The deals were red hot. And so was the building. Not even a fire could keep holiday shoppers away from a shopping mall in Mentor, Ohio. As black smoke from an electrical fire billowed throughout a Dillard's store in the Great Lakes Mall, firefighters had to convince shoppers to put down merchandise and flee the burning building. Some firefighters even had to bar the store's entrance.

Map quest

Georgia residents checking out the new state road map might notice their state thinning out. And it's by design. Georgia's Department of Transportation erased 515 small communities from the agency's official 2006 road map. Some Georgians aren't thrilled about being excluded from the state's maps: "We're still here," Dennis Holt of the Hickory Level Community Association told a local television station. "We've been here since 1828."

A bunch of saps

For some Indians, their wooden idols happen to be actual trees.
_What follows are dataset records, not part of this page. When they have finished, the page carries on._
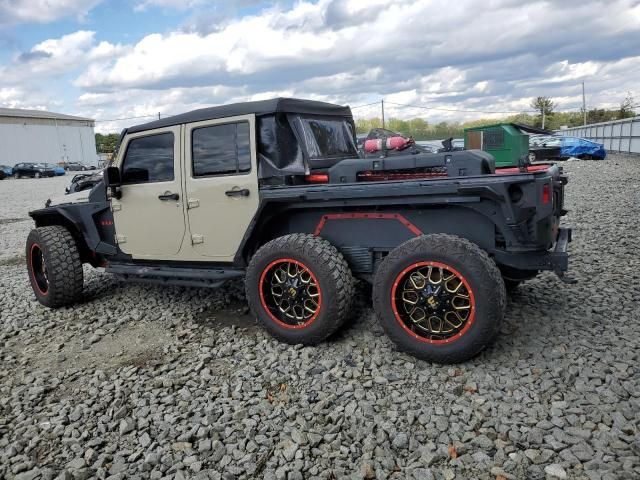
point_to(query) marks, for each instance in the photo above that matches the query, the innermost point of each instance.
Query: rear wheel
(54, 266)
(300, 288)
(440, 298)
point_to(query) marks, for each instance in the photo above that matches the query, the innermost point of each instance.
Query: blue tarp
(579, 147)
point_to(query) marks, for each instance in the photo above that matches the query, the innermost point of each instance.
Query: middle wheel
(300, 288)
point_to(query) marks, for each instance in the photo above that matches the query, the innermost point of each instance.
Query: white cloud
(42, 11)
(175, 4)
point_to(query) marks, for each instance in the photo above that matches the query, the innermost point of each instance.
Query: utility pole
(584, 108)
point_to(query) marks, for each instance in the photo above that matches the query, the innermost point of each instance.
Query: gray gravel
(149, 382)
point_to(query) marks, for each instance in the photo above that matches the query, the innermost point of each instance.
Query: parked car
(57, 169)
(76, 166)
(429, 147)
(33, 170)
(7, 170)
(544, 147)
(452, 145)
(582, 148)
(293, 209)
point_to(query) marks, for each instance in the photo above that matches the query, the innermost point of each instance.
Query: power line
(365, 105)
(457, 110)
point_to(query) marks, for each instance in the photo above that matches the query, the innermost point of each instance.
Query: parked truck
(275, 192)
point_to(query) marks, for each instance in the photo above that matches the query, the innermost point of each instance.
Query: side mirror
(112, 177)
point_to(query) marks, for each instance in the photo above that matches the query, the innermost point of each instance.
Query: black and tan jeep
(275, 191)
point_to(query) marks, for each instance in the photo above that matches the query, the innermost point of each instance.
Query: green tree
(626, 107)
(106, 143)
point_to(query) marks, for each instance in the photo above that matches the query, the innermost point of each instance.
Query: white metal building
(45, 137)
(621, 136)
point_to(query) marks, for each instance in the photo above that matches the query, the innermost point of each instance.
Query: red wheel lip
(33, 273)
(264, 303)
(445, 341)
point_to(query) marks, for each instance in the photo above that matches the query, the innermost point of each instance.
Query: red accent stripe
(371, 216)
(266, 307)
(317, 178)
(528, 169)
Disturbed by an outbreak of robberies, murders, and other crimes, natives of Malda, India, decided to conduct a wedding ceremony for a pair of conjoined trees in order to ward off evil spirits. "Worshipping the trees will bring peace on earth," one man told the Reuters news service, while a woman believed "the trees only can save us." Spectators brought wedding gifts, including some saris for the newlywed trees.

Fraud alert

Finding that too many people simply delete emails promising lucrative business deals, Nigerian email scammers have a new target: American churches. Using the same model of previous scams, some Nigerian criminals have been contacting small American congregations saying the death of an important Nigerian official could mean a huge windfall for ministry in Africa or for improvements to the American church-if only the church can help the Nigerian scam artist with paying taxes on the estate or the legal fee. According to ABC News, congregants from Hickory Ridge Community Church in Delaware were taken for $350,000 when they believed the fake testimony of a number of Nigerians posing as Christians.

A ewe for you

A drought-struck Australian sheep farmer has a novel way of raising money to feed sheep as the pasture slowly grows back. He's letting environmentalists and animal lovers adopt his rams, ewes, or lambs. For $35 dollars a head, farmer Michael Kiely says he'll be able to feed one of his wooly animals through the drought. What does the adopter get? A chance to name the animal and, says Kiely on his website, karma. The sheep's reaction? In an interview with the Sydney Morning Herald, Kiely admitted they had little reaction: "Sheep are very blasé, they tend to look straight through you at the piece of grass over there."

Owning the road

Just in time for Christmas: the gift that, quarter by quarter, keeps on giving. Until Dec. 22, anyone interested will be able to place bids on the Pennsylvania Turnpike, which the Commonwealth of Pennsylvania says it may sell in a privatization deal if the price is right. The famous toll road generated $571.5 million in revenue last year and was used by 188 million vehicles. Gov. Ed Rendell says he hopes to raise somewhere between $2 billion and $30 billion on the deal-money he says Pennsylvania would use to fund transportation infrastructure.